Pavlova: Beh non c’è molto da dire, sono 10 anni che assisto la signora Agnese e non abbiamo mai litigato. Io negli anni ho sacrificato la possibilità di farmi una famiglia per starle accanto e questo la signora Agnese l’ha capito molto bene, però è stata molto generosa con me.

AES: Perdonaci la schiettezza: generosa in che senso?

Pavlova: Io lavoro con la sua famiglia da 10 anni, e da sempre regolarmente assunta; ma circa due anni fa mi ha fatto un regalo di una somma di denaro abbastanza grande e con quella somma ho aperto questo bar; infatti se uscite fuori – sicuramente non l’avete letta – sulla insegna c’è la scritta: “Bar Agnese”…

AES: Wow che storia! E come riesci a conciliare le due cose?

Pavlova: Appena posso vengo qui al bar, ma di solito ho dei dipendenti. Certo, questa è stata una scelta dura per me: non ho compagni, né ho figli, ed ho varcato la soglia dei cinquant’anni.
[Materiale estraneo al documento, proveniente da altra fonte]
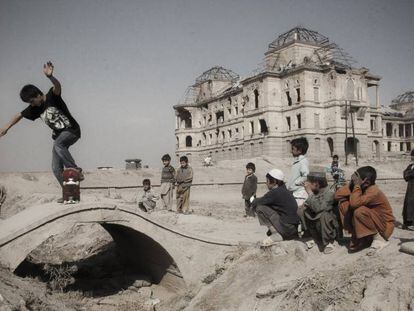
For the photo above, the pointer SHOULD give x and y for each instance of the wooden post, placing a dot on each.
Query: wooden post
(346, 133)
Sono abbastanza intelligente per capire che una relazione a questa età è troppo pericolosa; però sono appagata e felice.

AES: Pavlova grazie mille di questa tua testimonianza, è stata davvero bellissima!

Pavlova: Grazie a voi, e spero che anche altre persone abbiano la forza di non fermarsi, di non accontentarsi, ma andare avanti, sempre!